ドクターズルーム

12月28日
なつかしい思い出
 2年前に赤池クリニックができて、医療レーザー脱毛が移転したときの話です。阿波市(旧市場町)だけで脱毛治療を行っていたのが、元町でもできるようになったのです。(今は元町の赤池クリニックだけです)。徳島市内や東部の方も多く阿波市(旧市場町)まで来られていたので、全員に往復ハガキをだして「これから市場町と元町どちらでもレーザー脱毛が受けられます。今後どちらに通院するか印を付けてください。カルテを移動しますので。」とお知らせしました。
 さて、ある日の夕方、ナースが泣きそうになりながら「先生、患者さんから電話なんですが・・・」とやってきました。電話を代わると、「どうしてハガキで知らせてきたのか、家族にわかってしまったじゃないの!」という苦情でした。電話のむこうでかなり怒っておられました。私は「家族にわかったので怒っている」という言葉に違和感を覚えて、「レーザー脱毛は全然恥ずかしいことはないんですよ。脱毛というと、いろんな色素沈着などの肌トラブルや金銭的トラブルに悩んでいる患者さんが多すぎます。そんなことで悩まないよう、効果・合併症などに関する科学的データがきちんと揃い金銭的にも追加料金を請求することのない医療レーザーで賢く脱毛するということを考えて欲しいと思って始めたんです。個室に閉じこめられて何をされるかわからない、どんな契約をさせられるかわからない、というのはもう時代遅れなのです。こそこそ個室で説明受けたりするのはやめて何事もオープンに!という考えでセンターを始めたんです。家族にわかってもいいじゃないですか。私は若い方もお年寄りも子供も、みんながスキンケアを行ってるのよと言えるような所を作りたいんです」と言いました。

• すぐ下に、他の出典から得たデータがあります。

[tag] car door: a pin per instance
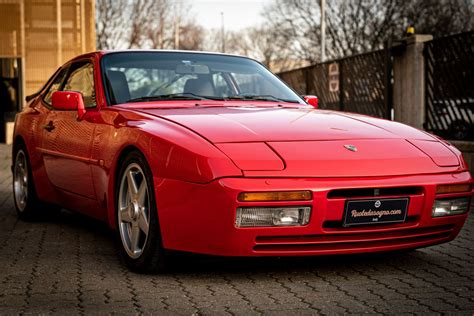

 そうしたら「先生のお考えはよくわかります。でも、お金の問題なんです。」と言われました。「えっ!?」と思いましたが,よく聞くと、コツコツとへそくりをためて永久脱毛の予算を作られた。それが今回のハガキでご主人にわかってしまい大きな夫婦喧嘩になってしまった。封書にして欲しかったということでした。
 「はあ〜、それは・・・考えてなかった。」と思ったのですが、「隠れてへそくりしてでもアカイケに行きたかったのです。どうしても行きたかったんです!」と言われて、「ええっ?どうしてもアカイケに行きたかった?行きたかった?行きたかった?」ということばが頭の中をぐるぐると回りました。苦情を言われているのに都合のいいことだけ聞いて、一人で勝手に感動してしまいました。その頃、美容医療もスキンケアもその言葉自体が一般的でなく、「何をやっているのかわからない変な内科医」だった私は、「封書にしたら良かったのに気がつきませんで・・」とかなんとか言って電話をきりながら、「○○さん、ありがとうございます!あなたの気持ちに答えるよう、私たちがんばります。きっと、きっと・・・!」勝手に盛り上がっていったのです。まるでNHKのプロジェクトXのように・・・。
 今でもダイレクトメールはOKかどうか必ず聞くようにはしていますが、12月のクリスマスキャンペーンのお知らせはダイレクトメールOKの方に本当にたくさん送ることができました。最近はじめたメルマガ登録もだんだんと増えてきました。当たり前のように「アカイケ行ってるよ!」と言ってくださる方が増えてきて本当にとても嬉しく思います。みなさん、ありがとうございました。スタッフも私も、少しでも実生活の美容・健康に役立つ医療的なことを勉強して実行していきたいと思っています。
 どうぞ来年もよろしくお願いします。